While the Act doesn't specify technical implementation, the requirement for comprehensive audit logs, consistent safety control application, and the ability to demonstrate that controls function as intended across all deployments maps directly to what gateway-layer enforcement provides. Application-layer enforcement in 15 different codebases is not auditable in the way Article 9 envisions. A gateway with a centralized audit log and declarative policy engine is.

Platforms targeting EU customers or processing EU resident data should treat their gateway's safety enforcement architecture as compliance infrastructure, not just an ops convenience. Kamiwaza routes with full request-level audit logging by default precisely because this requirement is structural for enterprise AI deployment, not optional.
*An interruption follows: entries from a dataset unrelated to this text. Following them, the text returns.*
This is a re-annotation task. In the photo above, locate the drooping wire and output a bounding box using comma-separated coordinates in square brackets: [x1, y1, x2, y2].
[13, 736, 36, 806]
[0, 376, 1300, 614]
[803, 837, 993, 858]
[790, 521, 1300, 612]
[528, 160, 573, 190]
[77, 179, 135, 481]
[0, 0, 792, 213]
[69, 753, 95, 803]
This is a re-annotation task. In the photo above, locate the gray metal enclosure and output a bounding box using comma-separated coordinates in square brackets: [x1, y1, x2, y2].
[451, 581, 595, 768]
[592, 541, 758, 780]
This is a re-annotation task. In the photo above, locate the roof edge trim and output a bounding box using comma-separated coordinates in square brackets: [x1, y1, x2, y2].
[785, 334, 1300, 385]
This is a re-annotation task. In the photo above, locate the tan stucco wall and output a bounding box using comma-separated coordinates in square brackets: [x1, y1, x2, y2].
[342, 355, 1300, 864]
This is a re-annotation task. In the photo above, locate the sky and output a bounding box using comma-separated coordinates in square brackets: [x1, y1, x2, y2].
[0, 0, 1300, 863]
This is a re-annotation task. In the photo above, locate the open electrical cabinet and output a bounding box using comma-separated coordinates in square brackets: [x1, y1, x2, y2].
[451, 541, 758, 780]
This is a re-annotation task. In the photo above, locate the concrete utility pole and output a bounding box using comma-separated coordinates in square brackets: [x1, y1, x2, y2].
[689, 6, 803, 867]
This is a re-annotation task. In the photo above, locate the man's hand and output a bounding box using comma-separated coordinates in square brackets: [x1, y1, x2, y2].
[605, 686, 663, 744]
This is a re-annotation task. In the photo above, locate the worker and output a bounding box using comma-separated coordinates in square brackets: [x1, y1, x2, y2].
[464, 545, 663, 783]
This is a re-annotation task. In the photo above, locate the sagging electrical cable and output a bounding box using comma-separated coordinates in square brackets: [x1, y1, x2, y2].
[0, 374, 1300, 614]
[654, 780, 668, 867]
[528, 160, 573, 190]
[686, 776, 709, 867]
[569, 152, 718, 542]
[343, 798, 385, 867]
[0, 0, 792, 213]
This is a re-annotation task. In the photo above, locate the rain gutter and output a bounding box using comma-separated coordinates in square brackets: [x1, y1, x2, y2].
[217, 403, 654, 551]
When gateway enforcement isn't enough

Gateway-layer safety controls handle the infrastructure tier of the safety stack. They don't substitute for:

System prompt hardening: Writing system prompts that are resistant to prompt injection is an application-layer responsibility. The gateway can flag suspicious inputs, but the model's behavior under adversarial prompts depends on how the system prompt was written.
Evals harness validation: Safety properties of model outputs (factual accuracy, harmful content rates, refusal behavior) need to be measured against an evals harness before and after model version updates. The gateway doesn't run evals — it enforces policies on live traffic.
Human review for high-stakes decisions: No automated output filter substitutes for human review when the model's response will trigger a consequential action (a medical recommendation, a loan decision, a moderation action affecting many users). Gateway controls reduce the blast radius of failures; they don't eliminate the need for human oversight on high-stakes outputs.

The right framing is defense in depth: gateway-layer policies as a structural floor that holds regardless of individual application behavior, combined with application-layer hardening for the specific failure modes of each use case. Neither layer alone is sufficient.